3. STRATEGIC RETREAT - 5


3. STRATEGIC RETREAT - 5


Except for local units and containing forces, all our assault troops should, on principle, be concentrated. When attacking an enemy who is on the defensive strategically, the Red Army usually disperses its own forces. Once the enemy launches a full-scale offensive, the Red Army effects a "retreat towards the centre". The terminal point chosen for the retreat is usually in the central section of the base area, but sometimes it is in the frontal or rear sections, as circumstances require. By such a retreat towards the centre all the main forces of the Red Army can be concentrated.
Another essential condition for a weak army fighting a strong one is to pick out the enemy's weaker units for attack. But at the beginning of the enemy's offensive we usually do not know which of his advancing columns is the strongest and which the second strongest, which is the weakest and which the second weakest, and so a process of reconnaissance is required. This often takes a considerable time. That is another reason why strategic retreat is necessary.

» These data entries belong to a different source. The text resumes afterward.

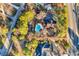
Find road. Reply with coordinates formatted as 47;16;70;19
67;4;79;55
0;4;24;56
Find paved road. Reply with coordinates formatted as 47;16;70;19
0;4;24;56
68;4;79;55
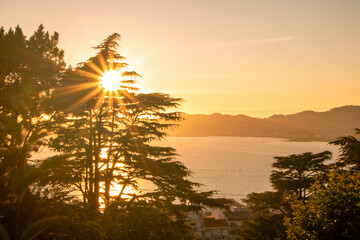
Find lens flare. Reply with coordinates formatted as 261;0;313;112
100;70;122;91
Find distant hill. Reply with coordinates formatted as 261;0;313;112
170;106;360;141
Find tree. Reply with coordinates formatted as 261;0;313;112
0;25;65;189
285;171;360;240
270;151;332;200
241;151;332;240
0;25;65;239
42;33;223;237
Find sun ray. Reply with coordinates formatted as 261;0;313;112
69;88;101;108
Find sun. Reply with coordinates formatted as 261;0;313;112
100;70;122;91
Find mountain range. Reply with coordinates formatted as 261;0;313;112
170;106;360;141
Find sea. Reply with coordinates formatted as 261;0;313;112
32;137;339;202
154;137;339;202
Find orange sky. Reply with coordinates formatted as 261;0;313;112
0;0;360;117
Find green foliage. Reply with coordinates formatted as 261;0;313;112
20;216;67;240
0;25;224;240
285;171;360;240
240;151;331;240
270;151;332;199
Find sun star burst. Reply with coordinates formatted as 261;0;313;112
100;70;122;92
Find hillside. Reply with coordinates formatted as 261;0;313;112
170;106;360;141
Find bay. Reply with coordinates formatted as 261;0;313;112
158;137;338;201
32;137;338;201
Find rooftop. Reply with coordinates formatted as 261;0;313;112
204;217;229;228
224;211;251;221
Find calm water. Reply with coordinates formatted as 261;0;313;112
33;137;338;201
154;137;338;200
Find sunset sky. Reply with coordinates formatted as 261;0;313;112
0;0;360;117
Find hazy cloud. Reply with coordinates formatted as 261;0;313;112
199;36;295;48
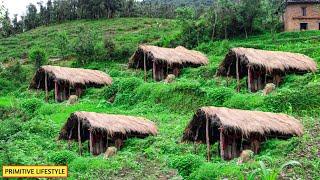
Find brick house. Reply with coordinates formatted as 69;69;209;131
284;0;320;31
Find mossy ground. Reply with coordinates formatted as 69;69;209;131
0;18;320;179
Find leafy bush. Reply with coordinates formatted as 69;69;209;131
169;154;204;178
74;26;97;65
206;87;235;106
29;47;48;69
265;83;320;113
48;150;77;165
103;34;116;57
55;31;70;58
189;163;241;180
223;94;264;110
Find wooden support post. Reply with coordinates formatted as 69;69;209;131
78;120;82;156
219;127;225;159
248;66;252;92
54;80;59;102
206;117;211;161
68;126;73;149
143;53;147;82
152;61;157;81
236;54;240;92
89;128;93;155
44;72;49;102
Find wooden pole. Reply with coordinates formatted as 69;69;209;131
54;80;59;102
78;120;82;156
248;66;252;92
68;126;74;149
236;54;240;92
219;127;224;159
206;117;211;161
152;61;157;81
89;128;93;155
44;72;49;102
143;53;147;82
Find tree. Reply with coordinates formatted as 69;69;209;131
29;47;48;69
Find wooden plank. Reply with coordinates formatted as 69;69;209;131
78;120;82;156
236;54;240;92
143;53;147;82
206;117;211;161
44;72;49;102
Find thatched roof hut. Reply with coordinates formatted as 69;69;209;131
183;107;303;159
217;47;317;91
59;111;158;155
30;66;112;101
129;45;208;80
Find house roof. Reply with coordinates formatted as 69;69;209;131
129;45;208;67
183;107;303;141
287;0;320;4
218;47;317;75
61;111;158;139
32;66;112;85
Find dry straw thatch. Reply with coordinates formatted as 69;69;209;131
33;66;112;85
129;45;208;67
62;111;158;139
218;47;317;75
183;107;303;141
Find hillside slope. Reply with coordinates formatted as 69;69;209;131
0;18;320;179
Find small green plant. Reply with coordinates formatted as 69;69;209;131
55;31;70;58
29;47;48;69
248;161;301;180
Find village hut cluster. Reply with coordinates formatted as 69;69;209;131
30;45;317;160
129;45;208;81
217;48;317;92
183;107;303;160
59;112;158;155
30;66;112;102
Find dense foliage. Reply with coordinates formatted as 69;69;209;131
0;15;320;179
1;0;285;40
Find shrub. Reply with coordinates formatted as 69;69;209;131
190;163;241;180
74;26;97;65
29;47;48;69
170;154;204;178
48;150;77;165
206;87;234;106
20;98;44;114
265;83;320;113
103;34;116;57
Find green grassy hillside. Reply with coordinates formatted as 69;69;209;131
0;18;320;179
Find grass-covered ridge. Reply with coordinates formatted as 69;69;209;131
0;18;320;179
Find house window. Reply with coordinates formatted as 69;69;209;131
300;23;308;30
301;7;307;16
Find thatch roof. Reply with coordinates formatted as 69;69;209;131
183;107;303;141
287;0;320;4
31;66;112;87
129;45;208;67
217;47;317;75
60;111;157;139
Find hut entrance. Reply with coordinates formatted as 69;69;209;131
247;66;284;92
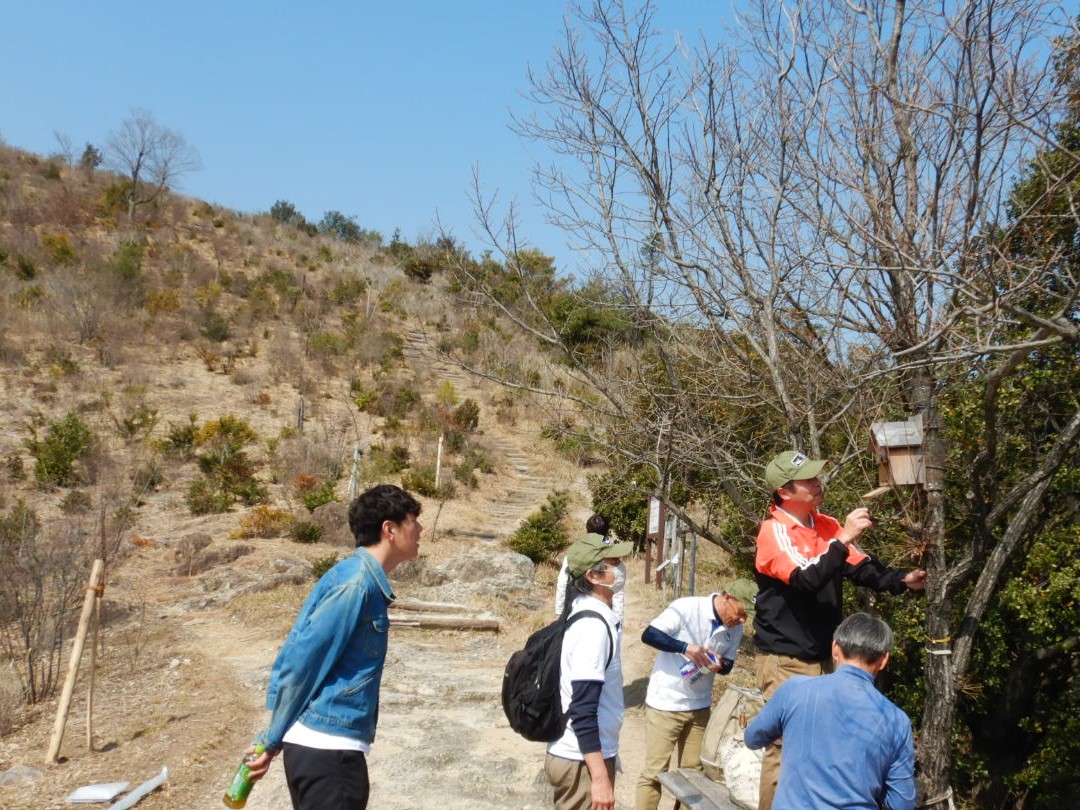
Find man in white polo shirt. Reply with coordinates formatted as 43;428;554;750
637;579;757;810
544;535;634;810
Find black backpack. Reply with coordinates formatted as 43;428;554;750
502;610;615;742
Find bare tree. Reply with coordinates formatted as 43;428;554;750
462;0;1080;807
105;109;201;220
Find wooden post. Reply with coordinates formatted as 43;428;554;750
645;498;666;590
86;585;102;751
349;444;364;503
45;559;105;765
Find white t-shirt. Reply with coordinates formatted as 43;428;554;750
555;557;626;624
282;720;372;754
645;594;743;712
548;596;623;761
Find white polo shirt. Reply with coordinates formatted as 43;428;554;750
645;594;743;712
548;596;623;761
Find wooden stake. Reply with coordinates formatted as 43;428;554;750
45;559;105;765
86;585;102;751
390;615;499;633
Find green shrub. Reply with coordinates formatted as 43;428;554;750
132;459;166;492
105;242;144;285
509;490;570;563
303;478;337;512
311;554;338;579
288;521;321;546
158;414;199;461
187;416;268;514
443;400;480;453
26;414;92;486
232;507;293;538
199;309;229;343
184;475;233;515
3;453;26;481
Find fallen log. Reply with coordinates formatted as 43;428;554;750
390;615;499;633
390;599;469;613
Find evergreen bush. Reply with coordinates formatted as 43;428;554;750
509;490;570;564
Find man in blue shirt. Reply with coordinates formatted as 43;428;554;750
240;484;423;810
745;613;915;810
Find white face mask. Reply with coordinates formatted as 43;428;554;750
595;563;626;594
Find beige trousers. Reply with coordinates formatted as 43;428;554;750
755;652;834;810
636;703;710;810
543;754;615;810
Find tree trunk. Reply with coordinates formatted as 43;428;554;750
910;367;957;807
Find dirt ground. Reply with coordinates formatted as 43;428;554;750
0;520;748;810
0;319;752;810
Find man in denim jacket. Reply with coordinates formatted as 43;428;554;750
243;484;423;810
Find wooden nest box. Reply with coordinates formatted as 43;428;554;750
870;415;927;487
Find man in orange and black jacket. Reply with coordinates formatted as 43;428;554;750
754;450;927;810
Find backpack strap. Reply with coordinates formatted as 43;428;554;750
566;610;615;670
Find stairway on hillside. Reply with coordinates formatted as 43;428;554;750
404;329;585;541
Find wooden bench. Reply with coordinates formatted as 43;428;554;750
659;768;742;810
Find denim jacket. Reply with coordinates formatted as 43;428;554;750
256;548;394;751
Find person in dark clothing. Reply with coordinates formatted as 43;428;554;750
754;450;927;810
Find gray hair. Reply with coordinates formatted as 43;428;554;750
833;613;892;664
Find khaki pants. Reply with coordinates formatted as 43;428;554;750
637;703;710;810
543;754;615;810
756;652;834;810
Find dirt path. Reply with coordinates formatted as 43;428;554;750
0;336;704;810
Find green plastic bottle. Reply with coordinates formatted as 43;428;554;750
222;745;266;808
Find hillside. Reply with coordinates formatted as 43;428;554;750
0;142;743;810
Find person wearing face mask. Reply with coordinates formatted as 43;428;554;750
555;514;626;624
754;450;927;810
544;534;634;810
636;579;757;810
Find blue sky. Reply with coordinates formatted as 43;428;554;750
0;0;728;271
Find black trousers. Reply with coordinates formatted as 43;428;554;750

If the attacking enemy is far more numerous and much stronger than we are, we can accomplish a change in the balance of forces only when the enemy has penetrated deeply into our base area and tasted all the bitterness it holds for him. As the chief of staff of one of Chiang Kai-shek's brigades remarked during the third "encirclement and suppression'! campaign, "Our stout men have worn themselves thin and our thin men have worn themselves to death." Or, in the words of Chen Ming-shu, Commander-in-Chief of the Western Route of the Kuomintang's "Encirclement and Suppression" Army, "Everywhere the National Army gropes in the dark, while the Red Army walks in broad daylight." By then the enemy army, although still strong, is much weakened, its soldiers are tired, its morale is sagging and many of its weak spots are revealed. But the Red Army, though weak, has conserved its strength and stored up its energy, and is waiting at its ease for the fatigued enemy. At such a time it is generally possible to attain a certain parity between the two sides, or to change the enemy's absolute superiority to relative superiority and our absolute inferiority to relative inferiority, and occasionally even to become superior to the enemy. When fighting against the third "encirclement and suppression" campaign in Kiangsi, the Red Army executed a retreat to the extreme limit (to concentrate in the rear section of the base area); if it had not done so, it could not have defeated the enemy because the enemy's "encirclement and suppression" forces were then over ten times the size of the Red Army. When Sun Wu Tzu said, "Avoid the enemy when he is full of vigour, strike when he is fatigued and withdraws", he was referring to tiring and demoralizing the enemy so as to reduce his superiority.